On 2/2/17 03:53, Richard Newman wrote:
>     > - The old email address never becomes available for registration again.
> 
>     > That is, email -> FxA user never changes from one user to another.
> 
>     We could certainly do this, but it's not clear to me what value it would
>     deliver or what it would guard against.
> 
> 
> My reasoning: devices (and potentially services) do, or must, sometimes
> use the email address as a unique identifier for a user.
> 
> For example, the FxA on Android is named by email. A service like
> Bugzilla might similarly associate an external account with an FxA by email.

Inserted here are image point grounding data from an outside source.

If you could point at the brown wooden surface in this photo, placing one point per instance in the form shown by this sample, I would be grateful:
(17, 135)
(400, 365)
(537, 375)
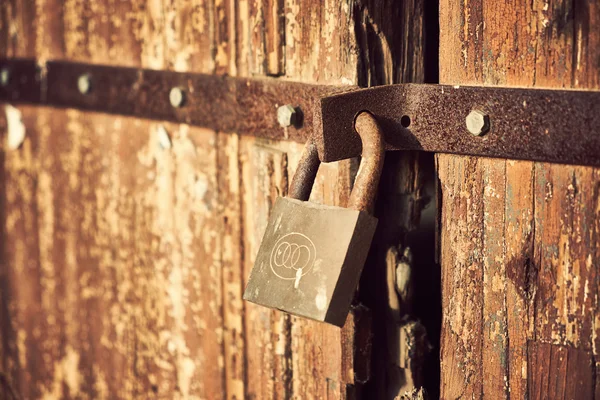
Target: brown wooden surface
(519, 240)
(123, 262)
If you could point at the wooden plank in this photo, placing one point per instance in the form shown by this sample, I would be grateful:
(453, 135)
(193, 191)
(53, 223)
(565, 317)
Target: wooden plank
(462, 241)
(559, 372)
(230, 229)
(264, 177)
(549, 234)
(520, 270)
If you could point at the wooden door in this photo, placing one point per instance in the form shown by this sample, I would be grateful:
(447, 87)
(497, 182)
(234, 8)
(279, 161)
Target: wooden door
(519, 240)
(126, 243)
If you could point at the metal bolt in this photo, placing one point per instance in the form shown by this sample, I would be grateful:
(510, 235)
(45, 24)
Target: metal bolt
(286, 115)
(478, 123)
(164, 140)
(4, 76)
(84, 83)
(176, 97)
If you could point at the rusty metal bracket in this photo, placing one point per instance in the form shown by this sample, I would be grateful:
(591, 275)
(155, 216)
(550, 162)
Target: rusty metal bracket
(540, 125)
(561, 126)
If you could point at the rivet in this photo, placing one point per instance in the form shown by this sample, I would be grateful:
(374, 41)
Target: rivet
(84, 83)
(176, 97)
(4, 76)
(478, 123)
(164, 140)
(286, 115)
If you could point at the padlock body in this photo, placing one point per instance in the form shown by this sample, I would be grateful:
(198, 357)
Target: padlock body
(310, 259)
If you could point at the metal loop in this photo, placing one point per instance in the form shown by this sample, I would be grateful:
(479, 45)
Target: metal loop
(364, 192)
(305, 174)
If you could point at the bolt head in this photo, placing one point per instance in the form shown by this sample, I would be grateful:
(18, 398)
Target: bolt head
(176, 97)
(478, 123)
(164, 140)
(84, 83)
(286, 115)
(4, 76)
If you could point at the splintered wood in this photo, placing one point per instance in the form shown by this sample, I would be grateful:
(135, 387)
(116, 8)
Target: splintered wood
(520, 241)
(126, 244)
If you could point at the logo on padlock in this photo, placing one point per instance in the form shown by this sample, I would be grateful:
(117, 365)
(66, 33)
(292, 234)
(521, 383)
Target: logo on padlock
(293, 256)
(311, 256)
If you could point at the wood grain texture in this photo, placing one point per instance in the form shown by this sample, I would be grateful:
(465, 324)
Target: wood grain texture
(535, 243)
(125, 253)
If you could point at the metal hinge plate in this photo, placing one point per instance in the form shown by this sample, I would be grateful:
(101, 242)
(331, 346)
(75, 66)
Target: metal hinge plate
(534, 124)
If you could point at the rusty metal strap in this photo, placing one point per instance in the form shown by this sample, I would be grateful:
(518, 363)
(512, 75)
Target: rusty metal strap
(222, 103)
(541, 125)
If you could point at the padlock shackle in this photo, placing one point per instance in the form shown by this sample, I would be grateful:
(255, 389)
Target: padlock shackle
(364, 191)
(304, 177)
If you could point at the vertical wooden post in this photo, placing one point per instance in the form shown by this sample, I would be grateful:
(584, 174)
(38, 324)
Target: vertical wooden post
(519, 240)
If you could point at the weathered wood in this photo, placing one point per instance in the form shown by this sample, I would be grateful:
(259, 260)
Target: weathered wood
(534, 245)
(127, 243)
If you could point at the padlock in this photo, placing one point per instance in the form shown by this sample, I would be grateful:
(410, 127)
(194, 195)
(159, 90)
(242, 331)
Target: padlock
(311, 256)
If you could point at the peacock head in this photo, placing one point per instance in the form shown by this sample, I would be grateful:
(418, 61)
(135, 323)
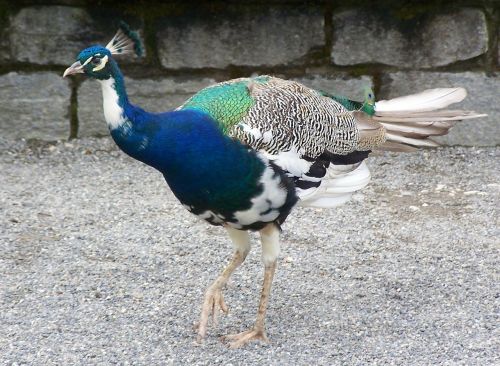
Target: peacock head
(97, 61)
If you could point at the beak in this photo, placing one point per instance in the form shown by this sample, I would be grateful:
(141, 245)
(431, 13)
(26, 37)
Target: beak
(76, 68)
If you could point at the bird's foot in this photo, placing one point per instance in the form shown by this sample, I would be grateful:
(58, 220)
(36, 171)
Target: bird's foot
(212, 305)
(240, 339)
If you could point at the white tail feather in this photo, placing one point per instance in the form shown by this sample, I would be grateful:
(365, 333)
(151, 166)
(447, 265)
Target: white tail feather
(428, 100)
(411, 119)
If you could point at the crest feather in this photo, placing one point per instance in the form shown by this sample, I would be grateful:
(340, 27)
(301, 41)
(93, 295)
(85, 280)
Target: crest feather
(125, 41)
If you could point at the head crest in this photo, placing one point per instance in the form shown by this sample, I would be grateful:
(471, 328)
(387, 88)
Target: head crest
(125, 41)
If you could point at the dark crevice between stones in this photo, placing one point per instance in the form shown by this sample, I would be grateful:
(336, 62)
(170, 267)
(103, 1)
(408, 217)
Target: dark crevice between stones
(73, 110)
(328, 14)
(491, 59)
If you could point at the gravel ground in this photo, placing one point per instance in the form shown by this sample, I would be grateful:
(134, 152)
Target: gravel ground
(99, 264)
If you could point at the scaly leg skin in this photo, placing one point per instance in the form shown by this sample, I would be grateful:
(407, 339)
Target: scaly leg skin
(214, 301)
(270, 252)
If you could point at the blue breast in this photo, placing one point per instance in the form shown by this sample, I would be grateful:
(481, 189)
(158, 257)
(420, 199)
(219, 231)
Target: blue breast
(204, 168)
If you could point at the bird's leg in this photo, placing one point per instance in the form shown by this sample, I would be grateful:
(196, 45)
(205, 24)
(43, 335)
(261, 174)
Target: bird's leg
(270, 251)
(213, 296)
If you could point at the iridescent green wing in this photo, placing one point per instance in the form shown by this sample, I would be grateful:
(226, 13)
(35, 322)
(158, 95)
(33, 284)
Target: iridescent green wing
(367, 106)
(227, 103)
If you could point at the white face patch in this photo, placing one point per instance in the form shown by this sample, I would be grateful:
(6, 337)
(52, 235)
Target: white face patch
(113, 113)
(101, 66)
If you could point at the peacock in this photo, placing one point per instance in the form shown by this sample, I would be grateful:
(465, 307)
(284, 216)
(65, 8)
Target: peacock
(243, 153)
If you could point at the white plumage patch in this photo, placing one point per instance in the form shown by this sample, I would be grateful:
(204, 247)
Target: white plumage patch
(102, 64)
(290, 161)
(265, 207)
(337, 187)
(113, 113)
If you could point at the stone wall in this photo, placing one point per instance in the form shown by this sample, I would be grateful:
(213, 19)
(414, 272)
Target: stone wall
(397, 47)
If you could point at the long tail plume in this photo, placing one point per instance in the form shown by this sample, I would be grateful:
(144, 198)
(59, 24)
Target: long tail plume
(411, 120)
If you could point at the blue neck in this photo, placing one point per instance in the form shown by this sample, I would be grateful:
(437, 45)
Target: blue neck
(200, 163)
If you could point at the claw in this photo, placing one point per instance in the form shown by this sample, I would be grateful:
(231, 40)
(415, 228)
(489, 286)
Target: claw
(243, 338)
(213, 304)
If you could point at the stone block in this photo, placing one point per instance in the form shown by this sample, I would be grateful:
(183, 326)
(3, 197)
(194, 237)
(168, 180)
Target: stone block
(152, 95)
(362, 37)
(269, 37)
(34, 106)
(340, 84)
(483, 92)
(54, 35)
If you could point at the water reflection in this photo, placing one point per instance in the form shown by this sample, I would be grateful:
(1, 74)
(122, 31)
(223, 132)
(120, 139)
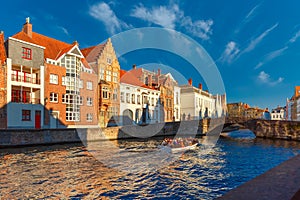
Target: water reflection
(70, 171)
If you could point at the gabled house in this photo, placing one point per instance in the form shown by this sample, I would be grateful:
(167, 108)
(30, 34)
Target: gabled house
(47, 84)
(139, 102)
(102, 58)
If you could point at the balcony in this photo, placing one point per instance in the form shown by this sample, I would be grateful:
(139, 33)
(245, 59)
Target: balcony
(25, 100)
(24, 77)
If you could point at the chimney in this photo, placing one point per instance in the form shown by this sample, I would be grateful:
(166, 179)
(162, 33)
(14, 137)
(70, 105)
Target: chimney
(2, 48)
(150, 80)
(27, 27)
(190, 82)
(200, 86)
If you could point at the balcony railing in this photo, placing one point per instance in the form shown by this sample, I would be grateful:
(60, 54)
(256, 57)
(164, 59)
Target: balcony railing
(25, 100)
(26, 79)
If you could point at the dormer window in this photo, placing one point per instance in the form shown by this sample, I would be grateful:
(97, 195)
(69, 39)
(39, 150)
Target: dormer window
(26, 53)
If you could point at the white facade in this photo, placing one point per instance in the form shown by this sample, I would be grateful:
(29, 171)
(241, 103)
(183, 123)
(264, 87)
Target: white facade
(25, 97)
(220, 106)
(139, 105)
(196, 103)
(177, 107)
(298, 109)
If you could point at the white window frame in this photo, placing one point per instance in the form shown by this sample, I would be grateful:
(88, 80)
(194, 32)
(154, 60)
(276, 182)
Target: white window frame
(53, 97)
(89, 85)
(89, 117)
(53, 79)
(89, 101)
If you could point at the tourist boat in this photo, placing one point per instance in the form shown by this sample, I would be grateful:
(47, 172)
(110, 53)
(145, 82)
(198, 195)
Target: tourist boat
(170, 148)
(180, 149)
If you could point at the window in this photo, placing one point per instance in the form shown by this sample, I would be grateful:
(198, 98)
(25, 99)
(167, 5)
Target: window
(20, 96)
(26, 115)
(122, 96)
(89, 101)
(26, 53)
(81, 83)
(53, 79)
(101, 73)
(89, 85)
(79, 100)
(89, 117)
(138, 99)
(53, 97)
(127, 98)
(115, 77)
(108, 75)
(64, 80)
(115, 94)
(105, 93)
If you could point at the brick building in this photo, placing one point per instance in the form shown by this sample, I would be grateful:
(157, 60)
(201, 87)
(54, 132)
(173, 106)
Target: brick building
(45, 83)
(102, 58)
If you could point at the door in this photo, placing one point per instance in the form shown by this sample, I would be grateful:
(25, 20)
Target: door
(37, 119)
(54, 119)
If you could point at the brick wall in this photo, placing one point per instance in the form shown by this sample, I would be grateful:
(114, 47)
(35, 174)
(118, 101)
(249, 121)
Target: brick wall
(59, 89)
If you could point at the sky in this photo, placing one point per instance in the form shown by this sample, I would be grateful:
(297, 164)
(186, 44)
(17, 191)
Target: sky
(254, 44)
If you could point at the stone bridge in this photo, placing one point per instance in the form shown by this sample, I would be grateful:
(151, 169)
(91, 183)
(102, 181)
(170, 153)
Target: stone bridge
(275, 129)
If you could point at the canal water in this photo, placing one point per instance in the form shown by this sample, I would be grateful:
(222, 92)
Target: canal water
(72, 172)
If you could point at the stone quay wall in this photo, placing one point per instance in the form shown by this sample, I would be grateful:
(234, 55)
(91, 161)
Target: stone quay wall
(22, 137)
(261, 128)
(274, 129)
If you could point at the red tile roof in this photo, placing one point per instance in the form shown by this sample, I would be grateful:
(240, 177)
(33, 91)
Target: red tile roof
(86, 51)
(128, 77)
(54, 48)
(2, 49)
(92, 53)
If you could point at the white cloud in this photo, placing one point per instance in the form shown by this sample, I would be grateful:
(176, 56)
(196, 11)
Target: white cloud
(258, 39)
(270, 56)
(251, 13)
(161, 15)
(171, 16)
(105, 14)
(64, 30)
(295, 37)
(263, 77)
(230, 52)
(199, 28)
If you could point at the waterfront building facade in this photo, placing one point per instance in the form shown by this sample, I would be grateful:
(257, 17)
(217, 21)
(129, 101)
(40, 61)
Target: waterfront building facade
(237, 109)
(139, 102)
(3, 81)
(166, 84)
(293, 106)
(278, 113)
(102, 58)
(177, 104)
(196, 103)
(43, 82)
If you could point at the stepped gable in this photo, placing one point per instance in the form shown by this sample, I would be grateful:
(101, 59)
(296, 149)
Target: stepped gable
(129, 77)
(53, 48)
(2, 49)
(92, 53)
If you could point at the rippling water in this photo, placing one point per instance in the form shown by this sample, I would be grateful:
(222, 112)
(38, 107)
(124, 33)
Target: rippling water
(71, 172)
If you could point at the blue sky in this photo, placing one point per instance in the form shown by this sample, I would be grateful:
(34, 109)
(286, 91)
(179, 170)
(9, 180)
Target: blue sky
(255, 44)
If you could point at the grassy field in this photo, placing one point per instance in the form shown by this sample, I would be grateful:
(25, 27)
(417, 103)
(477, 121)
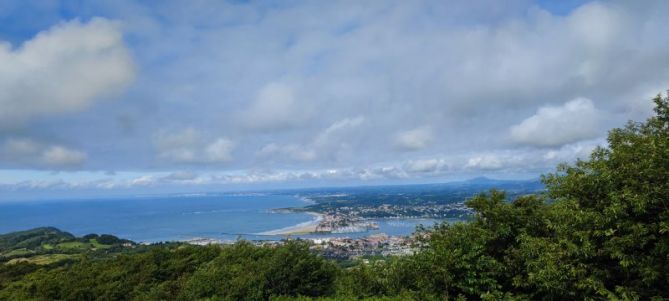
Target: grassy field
(43, 259)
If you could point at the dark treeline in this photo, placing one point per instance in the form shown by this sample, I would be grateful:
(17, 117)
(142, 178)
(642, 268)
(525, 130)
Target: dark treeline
(601, 232)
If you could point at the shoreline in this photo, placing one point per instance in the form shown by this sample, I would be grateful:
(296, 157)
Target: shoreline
(307, 227)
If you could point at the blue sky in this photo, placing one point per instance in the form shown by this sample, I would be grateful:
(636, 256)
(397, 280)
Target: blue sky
(114, 96)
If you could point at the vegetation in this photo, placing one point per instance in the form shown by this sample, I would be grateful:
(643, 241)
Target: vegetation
(601, 232)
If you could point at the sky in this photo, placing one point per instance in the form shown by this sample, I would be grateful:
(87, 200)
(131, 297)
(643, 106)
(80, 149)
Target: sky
(115, 96)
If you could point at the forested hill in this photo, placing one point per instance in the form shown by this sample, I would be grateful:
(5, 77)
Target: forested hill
(604, 235)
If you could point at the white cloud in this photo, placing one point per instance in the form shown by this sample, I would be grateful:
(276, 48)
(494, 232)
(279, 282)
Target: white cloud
(64, 69)
(330, 142)
(415, 139)
(291, 151)
(426, 165)
(188, 147)
(485, 162)
(554, 126)
(58, 156)
(276, 107)
(27, 152)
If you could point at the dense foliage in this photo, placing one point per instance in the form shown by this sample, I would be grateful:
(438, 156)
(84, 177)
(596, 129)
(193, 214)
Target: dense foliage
(601, 232)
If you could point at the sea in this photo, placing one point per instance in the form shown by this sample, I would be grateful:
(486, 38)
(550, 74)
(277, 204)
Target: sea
(184, 217)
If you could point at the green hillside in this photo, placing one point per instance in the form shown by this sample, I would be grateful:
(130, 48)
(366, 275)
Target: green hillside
(601, 232)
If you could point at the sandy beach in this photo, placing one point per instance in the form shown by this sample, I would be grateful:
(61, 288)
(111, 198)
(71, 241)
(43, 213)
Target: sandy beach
(301, 228)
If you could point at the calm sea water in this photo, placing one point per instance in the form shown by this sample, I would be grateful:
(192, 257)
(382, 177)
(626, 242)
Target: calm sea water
(167, 218)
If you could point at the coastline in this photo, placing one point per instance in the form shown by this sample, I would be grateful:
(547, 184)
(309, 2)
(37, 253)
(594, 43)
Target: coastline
(301, 228)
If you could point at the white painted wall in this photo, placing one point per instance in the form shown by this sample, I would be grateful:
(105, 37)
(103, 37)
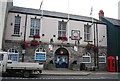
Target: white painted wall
(50, 28)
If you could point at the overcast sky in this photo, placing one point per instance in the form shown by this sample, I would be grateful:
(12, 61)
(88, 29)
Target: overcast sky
(78, 7)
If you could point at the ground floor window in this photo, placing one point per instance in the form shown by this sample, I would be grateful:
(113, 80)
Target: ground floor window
(40, 54)
(102, 58)
(86, 58)
(13, 54)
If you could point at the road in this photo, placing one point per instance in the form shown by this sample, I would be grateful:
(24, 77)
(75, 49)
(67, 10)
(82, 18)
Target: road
(44, 77)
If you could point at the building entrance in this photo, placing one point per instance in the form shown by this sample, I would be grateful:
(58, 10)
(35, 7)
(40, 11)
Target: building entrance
(61, 58)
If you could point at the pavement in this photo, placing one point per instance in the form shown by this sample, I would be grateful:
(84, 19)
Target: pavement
(76, 73)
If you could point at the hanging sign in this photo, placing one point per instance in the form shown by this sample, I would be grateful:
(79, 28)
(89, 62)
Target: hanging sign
(75, 35)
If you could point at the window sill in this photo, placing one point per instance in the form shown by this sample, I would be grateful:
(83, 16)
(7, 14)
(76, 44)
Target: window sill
(16, 35)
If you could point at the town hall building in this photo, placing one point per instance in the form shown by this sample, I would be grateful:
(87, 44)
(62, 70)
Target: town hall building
(51, 38)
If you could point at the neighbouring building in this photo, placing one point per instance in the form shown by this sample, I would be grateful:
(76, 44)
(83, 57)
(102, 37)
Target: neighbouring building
(55, 39)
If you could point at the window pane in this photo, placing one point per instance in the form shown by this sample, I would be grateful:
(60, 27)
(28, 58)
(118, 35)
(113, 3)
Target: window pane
(87, 30)
(40, 56)
(61, 29)
(37, 31)
(17, 25)
(35, 25)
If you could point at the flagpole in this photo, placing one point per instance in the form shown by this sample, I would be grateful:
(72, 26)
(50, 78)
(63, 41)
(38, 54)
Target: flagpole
(68, 21)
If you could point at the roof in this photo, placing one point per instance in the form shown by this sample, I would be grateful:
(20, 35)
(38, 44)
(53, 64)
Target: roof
(23, 10)
(113, 21)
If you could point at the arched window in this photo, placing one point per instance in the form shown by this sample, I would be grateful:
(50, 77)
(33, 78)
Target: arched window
(102, 58)
(86, 58)
(40, 54)
(13, 54)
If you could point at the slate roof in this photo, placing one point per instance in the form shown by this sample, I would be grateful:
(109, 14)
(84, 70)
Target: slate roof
(113, 21)
(23, 10)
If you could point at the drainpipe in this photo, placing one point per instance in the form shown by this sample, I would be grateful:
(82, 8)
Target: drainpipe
(23, 51)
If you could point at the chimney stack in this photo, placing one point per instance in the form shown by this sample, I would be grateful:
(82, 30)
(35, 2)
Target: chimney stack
(101, 14)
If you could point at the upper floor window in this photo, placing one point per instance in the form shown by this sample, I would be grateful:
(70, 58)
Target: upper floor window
(17, 25)
(86, 58)
(102, 58)
(40, 54)
(62, 29)
(35, 26)
(13, 54)
(87, 32)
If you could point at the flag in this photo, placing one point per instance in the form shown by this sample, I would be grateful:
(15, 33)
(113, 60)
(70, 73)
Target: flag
(41, 4)
(91, 11)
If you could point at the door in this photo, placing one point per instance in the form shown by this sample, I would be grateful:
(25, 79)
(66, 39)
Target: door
(61, 61)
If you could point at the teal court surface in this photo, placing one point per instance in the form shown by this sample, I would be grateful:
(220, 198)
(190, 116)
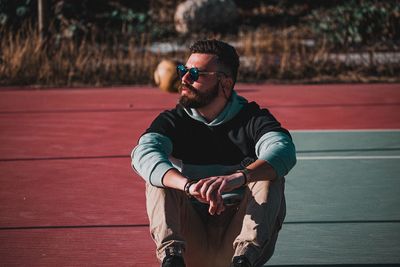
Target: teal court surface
(343, 200)
(68, 196)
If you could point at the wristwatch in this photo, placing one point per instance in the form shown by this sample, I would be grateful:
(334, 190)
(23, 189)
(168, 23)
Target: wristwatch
(246, 174)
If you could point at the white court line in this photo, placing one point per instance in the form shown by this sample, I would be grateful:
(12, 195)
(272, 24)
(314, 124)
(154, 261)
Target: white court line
(345, 131)
(346, 157)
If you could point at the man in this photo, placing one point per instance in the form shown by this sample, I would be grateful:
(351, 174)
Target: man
(214, 168)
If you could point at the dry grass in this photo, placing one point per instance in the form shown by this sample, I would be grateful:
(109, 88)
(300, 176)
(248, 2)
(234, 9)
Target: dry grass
(266, 55)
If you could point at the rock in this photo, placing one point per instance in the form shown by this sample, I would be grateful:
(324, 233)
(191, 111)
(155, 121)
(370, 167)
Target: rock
(200, 15)
(165, 76)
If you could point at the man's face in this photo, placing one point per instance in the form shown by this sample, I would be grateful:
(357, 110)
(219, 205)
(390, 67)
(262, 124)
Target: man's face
(200, 93)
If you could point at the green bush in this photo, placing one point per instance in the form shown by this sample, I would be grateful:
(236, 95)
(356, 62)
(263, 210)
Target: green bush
(359, 23)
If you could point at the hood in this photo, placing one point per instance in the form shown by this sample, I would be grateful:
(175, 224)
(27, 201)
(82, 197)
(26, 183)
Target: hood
(232, 108)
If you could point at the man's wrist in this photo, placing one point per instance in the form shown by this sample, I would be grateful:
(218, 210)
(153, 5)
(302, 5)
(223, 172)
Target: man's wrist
(246, 174)
(186, 188)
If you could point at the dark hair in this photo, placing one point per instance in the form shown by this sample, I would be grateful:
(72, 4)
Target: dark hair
(226, 54)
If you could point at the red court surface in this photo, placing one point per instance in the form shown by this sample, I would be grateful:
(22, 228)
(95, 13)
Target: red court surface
(68, 196)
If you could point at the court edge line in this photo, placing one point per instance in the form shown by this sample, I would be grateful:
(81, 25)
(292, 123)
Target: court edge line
(346, 157)
(344, 130)
(147, 225)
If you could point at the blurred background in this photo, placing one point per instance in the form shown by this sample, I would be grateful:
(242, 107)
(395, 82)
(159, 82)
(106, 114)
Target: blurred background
(120, 42)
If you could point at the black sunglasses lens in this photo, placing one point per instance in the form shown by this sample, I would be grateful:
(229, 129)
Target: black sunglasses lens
(194, 74)
(181, 70)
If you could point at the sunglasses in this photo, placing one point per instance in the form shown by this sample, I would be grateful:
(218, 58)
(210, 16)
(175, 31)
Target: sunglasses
(194, 73)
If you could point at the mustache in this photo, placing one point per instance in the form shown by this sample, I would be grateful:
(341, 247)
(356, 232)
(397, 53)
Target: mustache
(187, 86)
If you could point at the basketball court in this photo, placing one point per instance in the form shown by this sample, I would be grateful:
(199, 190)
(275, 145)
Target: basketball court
(68, 196)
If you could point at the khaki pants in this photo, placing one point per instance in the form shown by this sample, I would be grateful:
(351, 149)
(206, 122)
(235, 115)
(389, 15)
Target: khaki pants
(249, 228)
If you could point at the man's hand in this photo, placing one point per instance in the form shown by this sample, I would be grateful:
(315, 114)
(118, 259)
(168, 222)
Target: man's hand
(209, 190)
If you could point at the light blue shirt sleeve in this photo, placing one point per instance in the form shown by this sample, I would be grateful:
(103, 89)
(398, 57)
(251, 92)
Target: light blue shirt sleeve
(150, 158)
(278, 150)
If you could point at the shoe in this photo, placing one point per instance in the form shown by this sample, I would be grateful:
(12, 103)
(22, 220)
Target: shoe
(240, 261)
(173, 261)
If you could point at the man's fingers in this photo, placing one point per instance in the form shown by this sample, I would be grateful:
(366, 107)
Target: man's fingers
(198, 185)
(213, 207)
(211, 191)
(204, 188)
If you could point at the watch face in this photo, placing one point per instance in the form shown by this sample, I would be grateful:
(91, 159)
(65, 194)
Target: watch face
(246, 162)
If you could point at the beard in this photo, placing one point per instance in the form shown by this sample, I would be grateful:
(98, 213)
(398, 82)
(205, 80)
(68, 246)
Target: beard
(197, 99)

I'd prefer they didn't do this, but you're right, they often do...

> If a new arrival can take a vacated email address, there is a chance
> that they can take ownership of a service, or get consumers into a very
> confusing state. If there's no benefit to taking ownership of a vacated
> account, then I'd argue it's unnecessary risk.

A good example here is Pocket.  Pocket ties your FxA to any existing
Pocket account with the same email.  So you could get a scenario like:

* I sign up to Pocket using FxA with o...@example.com
* I change the address on my FxA to n...@example.com
* Someone else re-registers for FxA with o...@example.com
* They can now log into my pocket account

To be fair, if they now control o...@example.com, they could use a
traditional password reset flow to access that account on Pocket, and
probably also to take over a bunch of my old accounts around the web.

But I think I'm coming around to the suggestion that we disallow
re-registration of emails, at least for the initial version while we get
our heads around the broader ecosystem effects.